No entanto, os exemplos podem ser vistos como falhas na realização dos ideais da democracia, e não como sua negação. Um problema mais fundamental surge quando as instituições são demasiado fracas para remediar essas falhas -um papel frequentemente desempenhado pelos Legislativos eleitos e, nos EUA, pelo sistema judiciário.

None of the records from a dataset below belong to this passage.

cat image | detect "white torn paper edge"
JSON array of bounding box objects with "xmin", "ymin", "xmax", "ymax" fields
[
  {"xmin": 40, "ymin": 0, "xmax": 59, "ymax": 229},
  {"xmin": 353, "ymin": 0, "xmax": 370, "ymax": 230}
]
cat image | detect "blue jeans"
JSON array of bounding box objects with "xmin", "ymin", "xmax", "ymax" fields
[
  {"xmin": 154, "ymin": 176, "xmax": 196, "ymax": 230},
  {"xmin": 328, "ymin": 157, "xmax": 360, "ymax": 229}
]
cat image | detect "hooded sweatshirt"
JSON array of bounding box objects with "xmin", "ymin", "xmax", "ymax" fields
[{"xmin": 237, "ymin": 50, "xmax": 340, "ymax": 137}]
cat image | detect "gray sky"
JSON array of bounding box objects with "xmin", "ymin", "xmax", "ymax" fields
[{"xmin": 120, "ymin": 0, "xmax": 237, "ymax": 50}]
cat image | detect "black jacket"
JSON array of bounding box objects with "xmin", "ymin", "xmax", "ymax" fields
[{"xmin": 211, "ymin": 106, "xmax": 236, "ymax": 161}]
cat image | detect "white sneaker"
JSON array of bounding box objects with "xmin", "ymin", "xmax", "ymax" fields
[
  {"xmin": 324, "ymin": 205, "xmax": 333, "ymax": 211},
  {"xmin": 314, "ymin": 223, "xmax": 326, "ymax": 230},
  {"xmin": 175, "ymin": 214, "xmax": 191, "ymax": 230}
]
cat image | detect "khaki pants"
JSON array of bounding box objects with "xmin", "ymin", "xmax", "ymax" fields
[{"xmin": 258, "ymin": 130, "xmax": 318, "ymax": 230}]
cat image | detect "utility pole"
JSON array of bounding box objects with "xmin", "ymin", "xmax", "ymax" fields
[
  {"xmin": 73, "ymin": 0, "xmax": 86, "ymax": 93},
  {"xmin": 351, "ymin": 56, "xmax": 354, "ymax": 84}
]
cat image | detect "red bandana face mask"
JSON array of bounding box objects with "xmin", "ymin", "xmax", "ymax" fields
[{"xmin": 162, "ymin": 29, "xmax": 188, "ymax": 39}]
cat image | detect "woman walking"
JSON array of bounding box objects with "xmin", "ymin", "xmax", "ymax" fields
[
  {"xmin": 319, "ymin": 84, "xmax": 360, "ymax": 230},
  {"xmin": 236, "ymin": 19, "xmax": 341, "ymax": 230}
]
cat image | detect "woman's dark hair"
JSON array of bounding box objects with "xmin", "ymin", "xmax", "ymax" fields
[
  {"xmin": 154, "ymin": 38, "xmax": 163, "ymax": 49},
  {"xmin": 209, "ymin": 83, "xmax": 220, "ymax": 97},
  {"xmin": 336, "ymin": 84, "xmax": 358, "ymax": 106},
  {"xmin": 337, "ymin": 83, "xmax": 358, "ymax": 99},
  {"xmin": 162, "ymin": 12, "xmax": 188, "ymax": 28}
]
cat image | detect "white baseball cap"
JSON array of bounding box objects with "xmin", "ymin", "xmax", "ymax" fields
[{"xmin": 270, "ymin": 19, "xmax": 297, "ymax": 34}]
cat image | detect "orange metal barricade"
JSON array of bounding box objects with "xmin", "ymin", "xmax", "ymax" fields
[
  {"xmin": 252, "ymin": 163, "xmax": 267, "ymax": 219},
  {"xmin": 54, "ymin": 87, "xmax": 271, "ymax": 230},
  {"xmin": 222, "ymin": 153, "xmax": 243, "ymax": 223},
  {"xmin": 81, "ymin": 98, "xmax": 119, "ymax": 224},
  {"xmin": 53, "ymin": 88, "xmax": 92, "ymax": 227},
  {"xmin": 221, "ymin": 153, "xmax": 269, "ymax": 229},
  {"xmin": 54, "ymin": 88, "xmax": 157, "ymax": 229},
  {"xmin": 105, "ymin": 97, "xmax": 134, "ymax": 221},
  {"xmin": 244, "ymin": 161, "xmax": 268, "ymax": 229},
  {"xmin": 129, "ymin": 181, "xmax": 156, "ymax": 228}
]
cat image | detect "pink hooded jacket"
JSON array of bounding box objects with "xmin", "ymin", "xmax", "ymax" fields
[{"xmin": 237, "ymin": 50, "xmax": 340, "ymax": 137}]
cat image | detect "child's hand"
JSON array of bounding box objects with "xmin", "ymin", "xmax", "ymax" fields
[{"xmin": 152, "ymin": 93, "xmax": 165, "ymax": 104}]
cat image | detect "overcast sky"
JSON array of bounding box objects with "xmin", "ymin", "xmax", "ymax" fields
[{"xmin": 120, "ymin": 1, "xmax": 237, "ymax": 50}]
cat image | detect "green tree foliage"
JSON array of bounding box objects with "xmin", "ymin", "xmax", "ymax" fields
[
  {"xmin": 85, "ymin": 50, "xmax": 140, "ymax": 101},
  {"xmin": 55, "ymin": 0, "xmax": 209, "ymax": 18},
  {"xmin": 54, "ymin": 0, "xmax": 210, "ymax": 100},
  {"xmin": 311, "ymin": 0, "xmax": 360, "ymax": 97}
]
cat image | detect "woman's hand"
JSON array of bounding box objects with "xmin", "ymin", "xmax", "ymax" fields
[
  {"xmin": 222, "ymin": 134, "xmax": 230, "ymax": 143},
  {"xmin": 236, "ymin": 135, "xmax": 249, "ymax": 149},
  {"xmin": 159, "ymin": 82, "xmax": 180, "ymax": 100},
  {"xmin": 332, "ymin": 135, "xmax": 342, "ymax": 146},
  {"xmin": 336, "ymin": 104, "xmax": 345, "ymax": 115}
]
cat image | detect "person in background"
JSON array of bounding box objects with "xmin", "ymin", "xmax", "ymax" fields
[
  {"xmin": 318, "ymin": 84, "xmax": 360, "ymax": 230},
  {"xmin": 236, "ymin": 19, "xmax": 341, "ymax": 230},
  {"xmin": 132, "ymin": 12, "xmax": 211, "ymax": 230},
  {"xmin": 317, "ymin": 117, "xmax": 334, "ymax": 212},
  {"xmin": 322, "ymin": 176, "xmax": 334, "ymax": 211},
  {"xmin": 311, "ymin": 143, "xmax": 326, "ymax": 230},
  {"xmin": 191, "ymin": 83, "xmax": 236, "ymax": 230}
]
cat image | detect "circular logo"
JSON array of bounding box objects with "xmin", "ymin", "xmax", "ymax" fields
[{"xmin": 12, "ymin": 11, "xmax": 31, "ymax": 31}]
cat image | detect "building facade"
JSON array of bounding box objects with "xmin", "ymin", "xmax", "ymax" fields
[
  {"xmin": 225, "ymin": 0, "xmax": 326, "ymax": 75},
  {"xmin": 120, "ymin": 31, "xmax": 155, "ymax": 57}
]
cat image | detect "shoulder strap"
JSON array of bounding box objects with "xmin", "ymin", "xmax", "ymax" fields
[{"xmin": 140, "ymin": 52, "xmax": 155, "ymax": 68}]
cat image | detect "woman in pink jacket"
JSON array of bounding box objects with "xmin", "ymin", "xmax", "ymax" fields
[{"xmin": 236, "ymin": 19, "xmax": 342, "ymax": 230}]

Poderíamos afirmar que uma democracia adentra no território "irresponsável" quando um país não consegue impor limites às manobras de poder de um líder eleito que opta por não entregar o poder e, para isso, reescreve as regras do jogo. Um dos corolários quase sempre é a opressão de algum tipo, muitas vezes começando pela oposição política. E a mistura se torna letal, como acontece na Iugoslávia, quando questões de raça, etnia ou religião são utilizadas para inflamar as paixões políticas.
Susan Kaufman Purcell, presidente da Sociedade das Américas, em Nova York, classifica os governos de Hugo Chávez, na Venezuela, e de Fujimori, no Peru, como "democracias imperfeitas", acrescentando que, "muitas vezes, é difícil diferenciar as democracias imperfeitas das falsas democracias". Para ela, uma democracia precisa ter "a possibilidade de um líder em exercício ser destituído do poder por meio do voto, por meio de um processo eleitoral que dê espaço à concorrência".
Michael Joseph Smith, professor de ciência política na Universidade de Virgínia (EUA), disse que as democracias fortes "ainda não refletiram o suficiente sobre a manutenção da democracia".
No caso do Peru, disse, os EUA poderiam ter dado apoio maior à OEA. Em lugar disso, primeiro endossaram a avaliação incomumente enfática da OEA segundo a qual a eleição teve falhas. Num segundo momento, porém, recuaram. Para Smith, foi uma mensagem negativa à América Latina. "Precisamos mobilizar muito mais as organizações multilaterais", disse Smith. "A democracia exige cuidados constantes."